イギリス 2016
監督 ベン・ウィートリー
原作 J・G・バラード
上層階と下層階で身分格差らしきものが存在する40階建ての高層マンションで暮らす住人たちが、日々の生活を営むうちにだんだんおかしくなっていく様子を描いた不条理ドラマ。
原作はSF小説だといわれているようですが、映画を見た限りではどこがSF?って感じですね。
活字だとまた質感が違うのかもしれませんが。
というか、この作品、私はなんかよくわからなかった、ってのが正直なところ。
そもそもですね、住人たちがおかしくなっていくその動機らしきもの、要因らしきものがひどく薄弱なんです。
目立って蔑視、差別が横行してるわけでもない。
なにかに大きく不自由しているわけでもない。
なのに気がつきゃ飛び降り自殺する人間はでてくるわ、共用スペースは荒れ放題で無法地帯みたいになるわで、見てて最後まで何故?何故?の疑問符がずっと頭の中で飛び交い続けてる状態でしたね。

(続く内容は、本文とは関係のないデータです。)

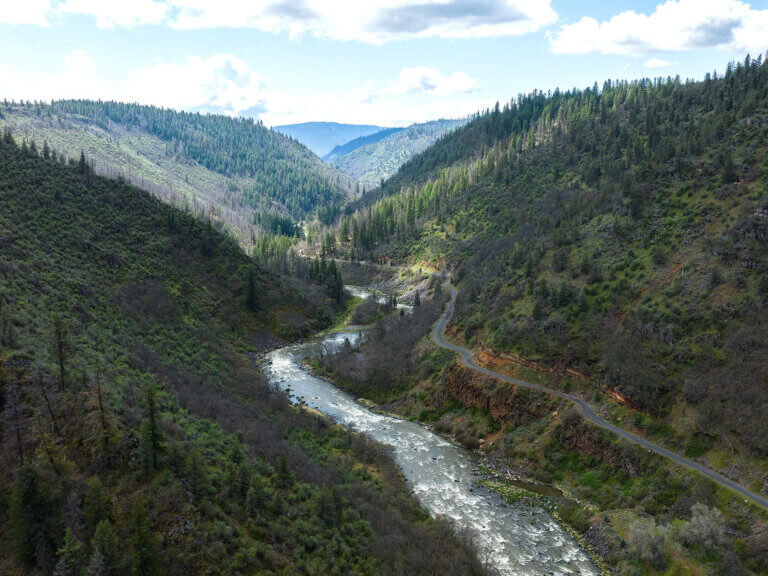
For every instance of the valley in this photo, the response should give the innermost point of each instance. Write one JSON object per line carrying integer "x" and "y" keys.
{"x": 436, "y": 329}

推察するに、プールもあればエステもある、中層階にはスーパーまであるいたれりつくせりの環境に依存する状況が、無自覚の閉鎖性を招き、挙句には退行を促すこともあるのだ、と語りたかったのかもしれませんが、だったとしてもそれをここから汲み取るのはやっぱりかなりの難事業です。
どうにも観念的というかシュールというか。
途中で何度も寝オチしかけました。
まあ中盤ぐらいまではね、思わせぶりに断片的なシーンを幾重にも塗り重ねる監督の手腕に、なかなかテクニックがある、と思ったりもしたんですが、いかんせん交わらない糸が野放図に広がっていくだけのストーリーテリングに集中力はどうにも持続せず。
つかみどころがない、ってのが本音。
どこか寓話っぽい、ってのはありますね。
その場合、なにをその裏側に秘めた寓話なのかを読み解かなきゃならんわけですが、読み解いてみたいとも別に思えない、ってのがやっぱり致命的でしょうか。

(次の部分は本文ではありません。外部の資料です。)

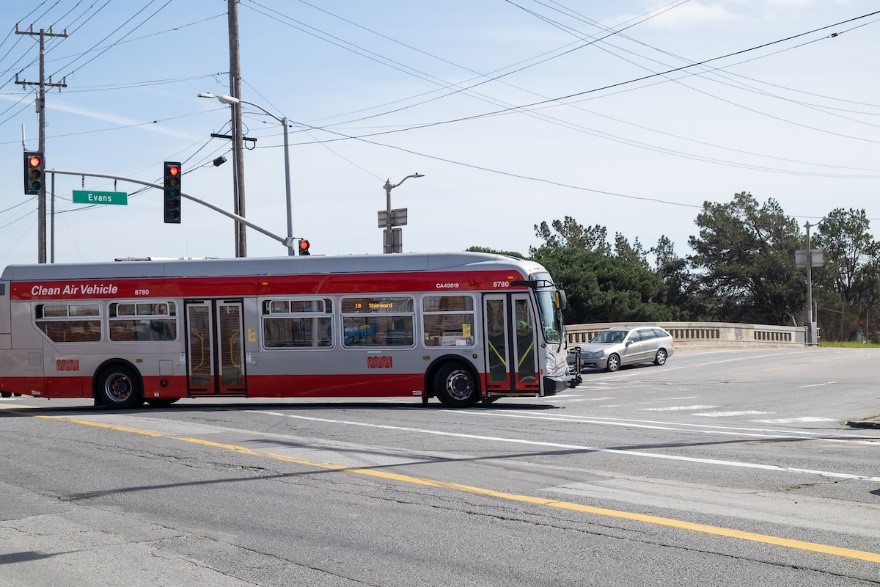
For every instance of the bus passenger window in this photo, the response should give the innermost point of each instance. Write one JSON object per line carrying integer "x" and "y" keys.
{"x": 448, "y": 320}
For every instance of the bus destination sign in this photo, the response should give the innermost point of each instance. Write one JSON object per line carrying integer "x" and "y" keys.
{"x": 90, "y": 197}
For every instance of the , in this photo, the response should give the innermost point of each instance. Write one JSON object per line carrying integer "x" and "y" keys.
{"x": 461, "y": 327}
{"x": 627, "y": 345}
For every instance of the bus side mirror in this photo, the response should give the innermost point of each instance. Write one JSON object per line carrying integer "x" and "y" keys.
{"x": 561, "y": 299}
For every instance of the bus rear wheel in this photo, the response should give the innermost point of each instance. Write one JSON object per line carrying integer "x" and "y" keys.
{"x": 456, "y": 386}
{"x": 119, "y": 387}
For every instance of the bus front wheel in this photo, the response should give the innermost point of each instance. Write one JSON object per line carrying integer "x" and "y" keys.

ちなみに本作、一応舞台は40年前のイギリスらしいです。
多分、当時のイギリスの時代性なんかも反映されてるんでしょうけど、すいません、なんか変に疲れてしまったんで、再検証するなら私は原作本の方を手にとりたいかな、と。
主演のトム・ヒドルストンはいい演技してましたけど、もうほんとそれだけですね、楽しめたのは。
私には色々無理、ってのが結論。